Published in "Annotating and Predicting Non-Restrictive Noun Phrase Modifications" (Stanovsky and Dagan, ACL 2016)
To get the annotated corpus, you'll first need to obtain the CoNLL 2009 corpus from LDC (specifically, we'll use CoNLL2009-ST-English-train.txt).
Once you get it, run:
./generateCorpora.sh CoNLL2009-ST-English-train.txt
This will generate the corpus (train, dev and test splits) in the "corpus" directory.

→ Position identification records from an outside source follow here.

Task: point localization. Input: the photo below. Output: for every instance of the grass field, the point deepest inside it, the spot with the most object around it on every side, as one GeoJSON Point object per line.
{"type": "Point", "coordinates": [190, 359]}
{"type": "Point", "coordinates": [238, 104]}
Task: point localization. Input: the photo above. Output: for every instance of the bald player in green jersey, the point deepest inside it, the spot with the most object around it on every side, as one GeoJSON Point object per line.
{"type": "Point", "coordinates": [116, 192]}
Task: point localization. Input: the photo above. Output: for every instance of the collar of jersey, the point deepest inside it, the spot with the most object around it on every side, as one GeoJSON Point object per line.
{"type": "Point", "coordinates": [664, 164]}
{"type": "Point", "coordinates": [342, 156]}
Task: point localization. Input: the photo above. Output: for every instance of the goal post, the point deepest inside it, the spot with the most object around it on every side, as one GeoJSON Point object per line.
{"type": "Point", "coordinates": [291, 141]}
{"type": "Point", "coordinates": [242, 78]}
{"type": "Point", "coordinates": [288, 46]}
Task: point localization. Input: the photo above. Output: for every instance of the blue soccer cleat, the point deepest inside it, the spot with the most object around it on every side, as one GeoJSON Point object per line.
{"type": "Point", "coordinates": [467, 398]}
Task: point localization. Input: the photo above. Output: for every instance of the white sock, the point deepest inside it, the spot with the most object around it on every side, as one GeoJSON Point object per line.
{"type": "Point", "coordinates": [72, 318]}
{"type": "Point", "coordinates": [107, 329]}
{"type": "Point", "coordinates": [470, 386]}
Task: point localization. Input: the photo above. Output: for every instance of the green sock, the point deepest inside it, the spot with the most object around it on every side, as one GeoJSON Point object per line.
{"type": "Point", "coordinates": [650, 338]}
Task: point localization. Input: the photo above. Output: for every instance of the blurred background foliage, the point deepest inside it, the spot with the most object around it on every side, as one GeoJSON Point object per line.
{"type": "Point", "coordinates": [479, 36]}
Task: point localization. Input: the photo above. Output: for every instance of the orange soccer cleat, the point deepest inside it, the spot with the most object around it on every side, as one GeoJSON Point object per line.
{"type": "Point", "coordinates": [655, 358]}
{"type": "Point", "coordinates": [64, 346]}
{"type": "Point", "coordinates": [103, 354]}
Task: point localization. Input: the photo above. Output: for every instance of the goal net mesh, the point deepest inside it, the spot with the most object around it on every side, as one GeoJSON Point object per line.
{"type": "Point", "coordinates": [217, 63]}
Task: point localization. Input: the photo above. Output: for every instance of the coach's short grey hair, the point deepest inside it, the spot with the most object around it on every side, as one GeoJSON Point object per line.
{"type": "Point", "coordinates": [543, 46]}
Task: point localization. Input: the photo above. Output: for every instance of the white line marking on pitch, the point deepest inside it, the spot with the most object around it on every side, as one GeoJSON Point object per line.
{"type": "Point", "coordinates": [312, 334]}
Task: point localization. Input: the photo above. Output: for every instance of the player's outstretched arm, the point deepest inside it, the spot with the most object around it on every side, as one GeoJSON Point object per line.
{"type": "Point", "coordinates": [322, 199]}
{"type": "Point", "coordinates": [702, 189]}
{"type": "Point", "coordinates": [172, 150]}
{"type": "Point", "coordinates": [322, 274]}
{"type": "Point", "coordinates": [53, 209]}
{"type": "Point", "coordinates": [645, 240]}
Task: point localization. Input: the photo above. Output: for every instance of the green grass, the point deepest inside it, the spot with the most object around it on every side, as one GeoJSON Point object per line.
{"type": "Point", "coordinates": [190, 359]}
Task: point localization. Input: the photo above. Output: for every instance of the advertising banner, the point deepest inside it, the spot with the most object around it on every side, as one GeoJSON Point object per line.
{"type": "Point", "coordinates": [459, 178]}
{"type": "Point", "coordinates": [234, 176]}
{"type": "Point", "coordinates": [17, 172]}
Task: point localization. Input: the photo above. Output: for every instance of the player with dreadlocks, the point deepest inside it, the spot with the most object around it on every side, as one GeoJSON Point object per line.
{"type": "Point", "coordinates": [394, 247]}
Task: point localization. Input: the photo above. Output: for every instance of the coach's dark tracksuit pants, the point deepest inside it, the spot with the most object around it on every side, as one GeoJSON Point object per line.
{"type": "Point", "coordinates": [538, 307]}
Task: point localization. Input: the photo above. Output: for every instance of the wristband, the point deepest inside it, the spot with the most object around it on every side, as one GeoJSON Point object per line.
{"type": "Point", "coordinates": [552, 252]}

The corpus will be generated in the corpus directory. Each CoNLL token will contain these additional two fields:
-
Restrictiveness, which has the following possible values: * RSTR -- Marking a restrictive modifier. * NON-RESTR -- Marking a non-restrictive modifier. * _ -- Marks an un-annoated token.
-
Modifier Type, marking the type of this modifier. Has the following possible values (see paper for example and evaluation):
- _ -- This token is not a modifier.
- APPOS-MOD -- Appositional modifier.
- INF-MOD -- Infinitival modifier.
- POSTADJ-MOD -- Postfix adjectival modifier.
- PP-MOD -- Prepositional modifier.
- PREADJ-MOD -- Prefix adjectival modifier.
- PREVERB-MOD -- Prefix verbal modifier.
- RC-MOD -- Relative Clause modifier.
-
classifiers -- Contains the code for the classifiers described in the paper.
-
diffs -- The diff files which, in conjunction with the CoNLL data, generate our annotated corpus.
-
features -- The CRF features for each of the training instances, used to train both CRF models.
-
models -- Pre-trained models, acheiving the results described in the paper.